03 Februari 2010

refleksi minggu kelima Januari 2010

Lukas 4: 22-30
TENANG
“..berjalan lewat dari tengah-tengah mereka, lalu pergi” (Lukas 4: 30)

 
Tuhan Yesus napak tilas. Napak tilas ke tempat Ia dibesarkan, Kota Nazaret. Jadi bisa dibayangkan betapa bahagia dan senangnya keadaan saat itu. Baik di diri Yesus sendiri, tetapi juga orang-orang Nazaret, yang notabene adalah warga yang mengenal Yesus juga orangtuanya. Bahkan saat Dia mengajar di Sinagoge –Rumah Ibadat Israel- dinyatakan pada bagian sebelumnya, mereka sampai memuji-muji Dia dan membenarkan apa yang dikatakanNya.

Tetapi apa selanjutnya? Terjadi perubahan sangat cepat! Massa atau orang-orang Nazaret itu dari memuji-muji cepat berubah jadi sangat marah. Dari membenarkan perkataan FirmanNya segera beralih ke meragukanNya kemudian tidak percaya bahkan “meledak!” hampir menjadikanNya korban penghukuman massa, hendak mendorong menjatuhkan Dia dari atas jurang. Namun semua itu dihadapiNya dengan tenang..

Perhatikanlah apa yang terjadi, apa yang dilakukan Tuhan Yesus di momen-momen akhir perikop kita kali ini. Dia tidak membalas kemarahan mereka dengan marah atau kemarahan juga. Tidak ada sungut-sungut ke luar dari mulutNya. Tidak ada pemberontakan merespon segala penolakan orang-orang sekampung tempat Ia dibesarkan itu. Hampir tidak ada perlawanan.

Perlawanan yang dilakukan, hanya dengan membalikkan badannya. Tanpa berbicara sedikitpun! Jadi ketika persis sudah di pinggir jurang tebing. Dengan damai dan tenang sekali, Tuhan Yesus membalikkan badan kea rah orang-orang yang marah dan mendorong-dorongNya tersebut. Lalu? Lalu berjalan di tengah-tengah mereka kemudian meninggalkan mereka tanpa perlawanan sedikitpun. Dan mereka tidak mampu berbuat apa-apa kepada Dia. Ini teladan kisah luarbiasa!
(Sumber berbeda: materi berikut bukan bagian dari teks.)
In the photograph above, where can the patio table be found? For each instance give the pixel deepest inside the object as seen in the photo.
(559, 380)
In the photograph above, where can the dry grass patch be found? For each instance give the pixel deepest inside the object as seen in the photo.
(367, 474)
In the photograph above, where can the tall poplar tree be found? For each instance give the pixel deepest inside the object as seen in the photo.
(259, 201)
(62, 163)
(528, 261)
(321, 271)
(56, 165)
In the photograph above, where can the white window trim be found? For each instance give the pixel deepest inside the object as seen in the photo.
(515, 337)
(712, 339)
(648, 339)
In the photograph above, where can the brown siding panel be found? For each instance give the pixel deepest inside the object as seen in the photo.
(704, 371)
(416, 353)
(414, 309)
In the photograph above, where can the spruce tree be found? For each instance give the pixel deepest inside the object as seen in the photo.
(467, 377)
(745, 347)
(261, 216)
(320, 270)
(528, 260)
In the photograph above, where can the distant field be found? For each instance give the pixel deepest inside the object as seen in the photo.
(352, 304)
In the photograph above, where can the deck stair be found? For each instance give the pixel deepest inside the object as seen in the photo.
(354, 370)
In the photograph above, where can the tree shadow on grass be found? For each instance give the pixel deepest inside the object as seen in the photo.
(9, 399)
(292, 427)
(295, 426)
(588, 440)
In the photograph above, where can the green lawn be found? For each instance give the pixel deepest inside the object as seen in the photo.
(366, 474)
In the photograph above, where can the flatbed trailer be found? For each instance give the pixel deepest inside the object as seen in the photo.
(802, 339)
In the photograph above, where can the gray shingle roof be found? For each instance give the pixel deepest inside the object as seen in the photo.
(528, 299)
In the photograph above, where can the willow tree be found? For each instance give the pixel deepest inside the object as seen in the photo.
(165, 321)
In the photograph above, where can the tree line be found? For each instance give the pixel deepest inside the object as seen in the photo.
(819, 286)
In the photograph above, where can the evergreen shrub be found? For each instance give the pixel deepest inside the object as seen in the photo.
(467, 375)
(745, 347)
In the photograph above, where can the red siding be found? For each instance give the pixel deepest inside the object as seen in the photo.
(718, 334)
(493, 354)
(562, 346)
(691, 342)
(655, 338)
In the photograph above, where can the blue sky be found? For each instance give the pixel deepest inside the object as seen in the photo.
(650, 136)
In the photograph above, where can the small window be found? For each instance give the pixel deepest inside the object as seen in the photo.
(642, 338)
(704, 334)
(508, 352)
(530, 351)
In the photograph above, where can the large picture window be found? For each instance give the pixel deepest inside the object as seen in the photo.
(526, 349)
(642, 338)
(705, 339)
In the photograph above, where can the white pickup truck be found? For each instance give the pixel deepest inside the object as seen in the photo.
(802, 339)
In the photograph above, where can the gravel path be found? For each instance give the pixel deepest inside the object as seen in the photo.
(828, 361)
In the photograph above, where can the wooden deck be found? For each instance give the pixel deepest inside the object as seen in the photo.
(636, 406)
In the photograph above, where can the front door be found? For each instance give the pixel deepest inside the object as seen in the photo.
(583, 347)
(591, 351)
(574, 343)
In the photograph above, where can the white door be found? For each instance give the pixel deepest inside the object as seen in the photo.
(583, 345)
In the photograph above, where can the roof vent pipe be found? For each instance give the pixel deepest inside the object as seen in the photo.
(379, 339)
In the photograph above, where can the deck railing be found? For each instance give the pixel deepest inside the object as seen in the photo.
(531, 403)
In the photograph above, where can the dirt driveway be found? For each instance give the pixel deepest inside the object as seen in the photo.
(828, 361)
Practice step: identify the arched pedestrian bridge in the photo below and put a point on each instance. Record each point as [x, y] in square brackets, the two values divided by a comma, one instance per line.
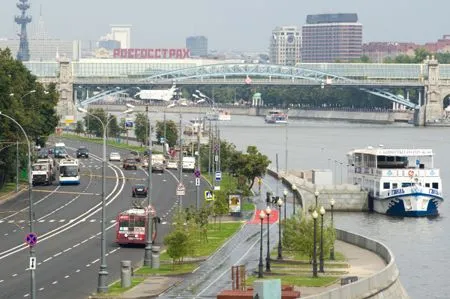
[431, 80]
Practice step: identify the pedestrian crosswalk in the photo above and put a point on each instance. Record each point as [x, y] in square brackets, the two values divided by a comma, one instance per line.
[56, 221]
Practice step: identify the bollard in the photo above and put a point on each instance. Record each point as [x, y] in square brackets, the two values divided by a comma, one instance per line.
[125, 274]
[155, 257]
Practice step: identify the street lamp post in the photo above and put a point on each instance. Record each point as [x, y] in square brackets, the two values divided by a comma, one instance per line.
[322, 213]
[332, 202]
[268, 211]
[285, 192]
[315, 215]
[149, 229]
[280, 248]
[30, 202]
[102, 287]
[316, 195]
[294, 197]
[262, 215]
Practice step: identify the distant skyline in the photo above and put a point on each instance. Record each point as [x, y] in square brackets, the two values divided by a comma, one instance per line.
[231, 25]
Tuhan Yesus mencontohkan dengan nyata, ajaranNya sendiri,”Kalahkan kejahatan dengan kebaikan.”

                                                                                                                                                          foto: lt

Mari hadapi dan jalani pergumulan bahkan kesakita dengan tenang. Ketenangan di dalam Roh Allah saja. Sehingga kita bisa memiliki ketenangan yang Tuhan Yesus tampakkan tadi. Mari mengahadapi dan menjalani segala hal berat seperti Tuhan Yesus menjalaninya.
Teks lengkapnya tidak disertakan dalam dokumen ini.